Single-walled carbon nanotubes (SWNT) are unique manufactured carbon nanomaterials used in a variety of consumer and electronic products. If released into the aquatic environment, these materials may cause deleterious effects on organisms such as fish and invertebrates. Previous work in our laboratory has shown that SWNT associate with natural particulate matter, and will therefore likely deposit in sediments after discharge to the aquatic environment. The objective of this research project is to assess the toxicity and bioavailability of SWNT to benthic organisms as well as their effect on the toxicity and bioavailability of co-contaminants.
Toxicity and bioaccumulation are being assessed through sediment and food exposure routes in several benthic invertebrates including Ampelisca abdita, Americamysis bahia, Leptocheirus plumulosus, Mercenaria mercenaria, and Nereis virens. SWNT body burdens in organisms are determined using a novel near infrared fluorescence (NIRF) spectroscopy method developed by our laboratory, and in parallel experiments using 14C-SWNT radiotracers.

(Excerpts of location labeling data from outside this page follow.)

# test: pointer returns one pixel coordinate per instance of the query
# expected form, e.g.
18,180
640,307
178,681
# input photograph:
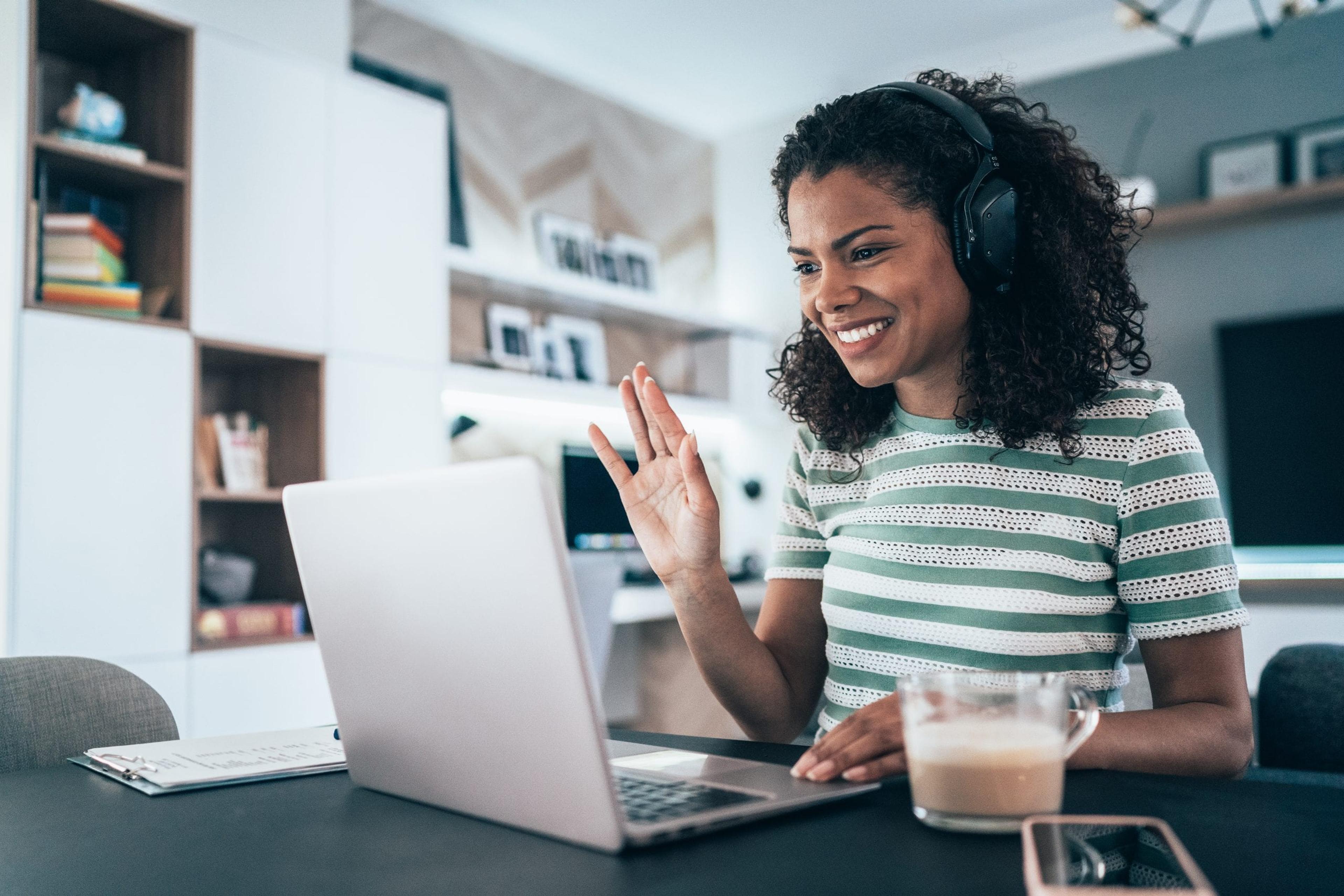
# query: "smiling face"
880,281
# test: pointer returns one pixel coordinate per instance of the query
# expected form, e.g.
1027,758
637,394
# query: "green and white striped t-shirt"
949,551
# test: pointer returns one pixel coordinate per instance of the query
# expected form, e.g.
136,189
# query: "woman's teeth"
861,334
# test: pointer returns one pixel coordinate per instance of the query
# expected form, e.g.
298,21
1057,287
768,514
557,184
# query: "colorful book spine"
103,296
84,224
252,621
104,268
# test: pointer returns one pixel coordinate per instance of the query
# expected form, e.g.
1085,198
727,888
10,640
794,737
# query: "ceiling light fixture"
1132,14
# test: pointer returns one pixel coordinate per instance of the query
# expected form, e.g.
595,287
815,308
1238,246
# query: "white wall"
315,29
756,281
14,53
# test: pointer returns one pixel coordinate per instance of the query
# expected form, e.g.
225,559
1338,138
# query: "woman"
972,487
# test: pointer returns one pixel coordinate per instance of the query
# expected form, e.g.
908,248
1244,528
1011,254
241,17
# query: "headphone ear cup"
960,242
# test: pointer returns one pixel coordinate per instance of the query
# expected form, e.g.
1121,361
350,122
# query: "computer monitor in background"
595,519
1283,381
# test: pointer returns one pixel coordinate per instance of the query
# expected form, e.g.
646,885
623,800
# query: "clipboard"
151,789
178,766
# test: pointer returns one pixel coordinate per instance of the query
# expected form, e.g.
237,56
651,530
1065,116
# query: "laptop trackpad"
680,763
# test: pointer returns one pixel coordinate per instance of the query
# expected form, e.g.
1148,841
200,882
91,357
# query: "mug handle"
1085,720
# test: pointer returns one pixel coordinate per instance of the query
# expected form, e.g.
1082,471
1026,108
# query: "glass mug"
988,749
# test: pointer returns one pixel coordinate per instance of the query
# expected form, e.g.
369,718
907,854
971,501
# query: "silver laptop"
448,622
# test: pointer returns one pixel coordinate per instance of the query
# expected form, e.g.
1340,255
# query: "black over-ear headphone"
984,219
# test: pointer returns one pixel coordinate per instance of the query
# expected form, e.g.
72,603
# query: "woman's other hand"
670,503
866,746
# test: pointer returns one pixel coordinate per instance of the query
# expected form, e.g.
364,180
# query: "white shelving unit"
565,293
512,385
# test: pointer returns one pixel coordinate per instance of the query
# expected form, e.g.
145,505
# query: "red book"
83,224
251,621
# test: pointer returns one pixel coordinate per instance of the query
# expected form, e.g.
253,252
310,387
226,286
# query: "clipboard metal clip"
132,768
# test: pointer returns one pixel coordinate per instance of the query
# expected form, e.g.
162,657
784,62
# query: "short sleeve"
799,550
1174,569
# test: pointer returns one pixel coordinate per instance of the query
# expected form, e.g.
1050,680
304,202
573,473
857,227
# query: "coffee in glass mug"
988,749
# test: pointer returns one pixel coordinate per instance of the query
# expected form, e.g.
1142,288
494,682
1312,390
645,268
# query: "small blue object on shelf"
93,113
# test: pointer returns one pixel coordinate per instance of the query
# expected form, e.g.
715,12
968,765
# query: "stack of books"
104,147
83,265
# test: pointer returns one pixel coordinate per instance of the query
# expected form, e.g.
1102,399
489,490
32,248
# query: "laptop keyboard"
652,801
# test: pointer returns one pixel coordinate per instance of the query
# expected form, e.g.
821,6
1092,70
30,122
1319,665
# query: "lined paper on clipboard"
173,766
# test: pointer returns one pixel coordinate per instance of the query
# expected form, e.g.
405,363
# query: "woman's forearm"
1203,739
741,671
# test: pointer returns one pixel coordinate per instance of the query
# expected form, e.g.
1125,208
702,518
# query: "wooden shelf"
269,496
92,312
252,643
283,390
146,64
124,175
1240,210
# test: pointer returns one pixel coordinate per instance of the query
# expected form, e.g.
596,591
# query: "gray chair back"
1302,708
57,707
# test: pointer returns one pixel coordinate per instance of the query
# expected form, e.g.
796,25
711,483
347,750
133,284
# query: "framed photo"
1244,166
549,360
510,331
565,244
582,347
636,261
1319,152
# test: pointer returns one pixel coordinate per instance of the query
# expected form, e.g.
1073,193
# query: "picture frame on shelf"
1319,152
549,358
582,344
565,244
1244,166
636,261
510,332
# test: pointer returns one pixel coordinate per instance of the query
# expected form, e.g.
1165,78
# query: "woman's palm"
674,536
670,503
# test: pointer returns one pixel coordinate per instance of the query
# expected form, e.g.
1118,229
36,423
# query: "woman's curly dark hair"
1035,357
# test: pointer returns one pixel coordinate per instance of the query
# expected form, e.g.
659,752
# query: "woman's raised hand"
670,503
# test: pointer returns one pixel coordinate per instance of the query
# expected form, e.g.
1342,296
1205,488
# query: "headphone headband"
949,105
984,216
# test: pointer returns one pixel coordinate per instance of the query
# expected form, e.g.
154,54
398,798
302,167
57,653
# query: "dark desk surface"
68,831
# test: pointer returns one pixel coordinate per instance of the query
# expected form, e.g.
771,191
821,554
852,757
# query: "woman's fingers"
698,492
662,416
827,760
894,763
865,749
639,426
642,377
613,463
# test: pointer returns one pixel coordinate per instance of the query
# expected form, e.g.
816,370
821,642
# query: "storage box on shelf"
146,64
283,390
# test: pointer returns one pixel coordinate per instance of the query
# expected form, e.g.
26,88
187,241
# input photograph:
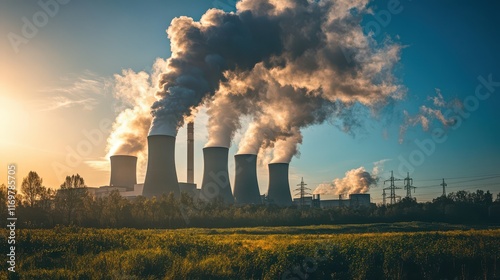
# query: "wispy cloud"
427,114
81,91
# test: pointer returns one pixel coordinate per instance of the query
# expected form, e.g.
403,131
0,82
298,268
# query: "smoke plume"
136,92
322,65
355,181
201,53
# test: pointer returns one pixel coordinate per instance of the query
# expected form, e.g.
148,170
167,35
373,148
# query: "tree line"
72,204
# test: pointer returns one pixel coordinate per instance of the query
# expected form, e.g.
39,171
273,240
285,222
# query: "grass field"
371,251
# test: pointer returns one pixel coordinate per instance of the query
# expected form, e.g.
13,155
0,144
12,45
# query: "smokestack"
215,175
190,159
161,176
123,171
279,188
246,187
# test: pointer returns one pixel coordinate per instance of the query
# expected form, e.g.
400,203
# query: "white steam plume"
136,92
355,181
324,64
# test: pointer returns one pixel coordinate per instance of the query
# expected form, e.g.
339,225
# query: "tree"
69,198
32,188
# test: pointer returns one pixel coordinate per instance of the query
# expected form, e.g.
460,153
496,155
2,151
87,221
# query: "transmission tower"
302,191
444,187
409,185
392,188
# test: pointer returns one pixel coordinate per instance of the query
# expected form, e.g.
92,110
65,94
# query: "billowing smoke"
136,92
355,181
202,52
428,113
322,65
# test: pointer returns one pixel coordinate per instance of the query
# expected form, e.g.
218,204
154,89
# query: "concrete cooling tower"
161,176
279,188
123,171
246,187
215,182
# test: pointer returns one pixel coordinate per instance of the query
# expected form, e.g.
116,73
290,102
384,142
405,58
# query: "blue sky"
448,45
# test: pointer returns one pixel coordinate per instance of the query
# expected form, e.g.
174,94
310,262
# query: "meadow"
368,251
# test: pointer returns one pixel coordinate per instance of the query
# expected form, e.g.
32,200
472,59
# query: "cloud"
82,91
428,113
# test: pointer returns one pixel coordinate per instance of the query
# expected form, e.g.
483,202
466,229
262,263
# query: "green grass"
372,251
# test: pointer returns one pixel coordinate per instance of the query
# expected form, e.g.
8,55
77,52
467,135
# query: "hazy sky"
56,94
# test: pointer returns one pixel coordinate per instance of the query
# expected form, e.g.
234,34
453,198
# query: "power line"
409,185
392,188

SWNT are hydrophobic structures and other hydrophobic organic contaminants (HOCs) have been shown to strongly sorb to the surface of SWNT. Our lab is investigating whether SWNT will decrease the bioavailability of these HOCs through sorption, or whether they will act as vectors that increase the HOC body burden in benthic organisms. We are also interested in examining the influence of SWNT electronic structure (e.g. metallic vs semiconducting) on both biological uptake of the SWNT and sorption of HOCs to these nanomaterials.
These experiments contribute toward the overall goal of determining the environmental impact of SWNT in a benthic estuarine system. Environmental release is inevitable, and it is important to determine any detrimental effects before they occur so that regulations can be put in place to minimize these effects.